Des réserves ont été émises, notamment sur les effets indésirables nombreux du cannabis et l’augmentation de la consommation facilitée par la diffusion du cannabis thérapeutique, notamment chez les jeunes, comme l’a souligné l’Académie de Médecine en France http://www.academie-medecine.fr
Par ailleurs, un juteux business en train de se mettre en place, le cannabis, et la constitution d’un lobbie du cannabis, comme aux Etats-Unis, le National Cannabis Industry Association https://thecannabisindustry.org pose question. Ce lobbie a intérêt à faire l’amalgame entre cannabis thérapeutique et cannabis « bien être », panacée pour toutes sortes de problèmes de santé et le vendre comme tel en s’appuyant sur des études peu fiables méthodologiquement.

Un symposium sur le cannabis thérapeutique au CFP de Nice

L’expérimentation du cannabis thérapeutique par l’ANSM paraît justifiée, pour des indications bien argumentées, bien encadrées et non idéologiques.
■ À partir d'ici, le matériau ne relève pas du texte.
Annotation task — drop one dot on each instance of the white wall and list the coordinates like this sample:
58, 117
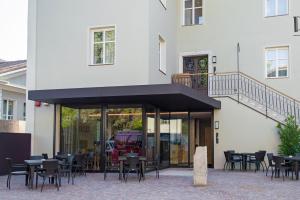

Au CFP de Nice, le symposium sur le cannabis thérapeutique, avec des experts du CSST, dont son président, précisera sa place dans le traitement des troubles neurologiques, des pathologies mentales, des addictions et de la douleur. Ce symposium devrait répondre à la nécessité d’avoir l’approche la plus scientifique possible et de bien distinguer les différents dérivés du cannabis susceptibles être utilisés en thérapeutique (en effet : THC ≠ CBD ≠ cannabinoïdes ≠ cannabis), notamment pour éviter les confusions ou amalgames.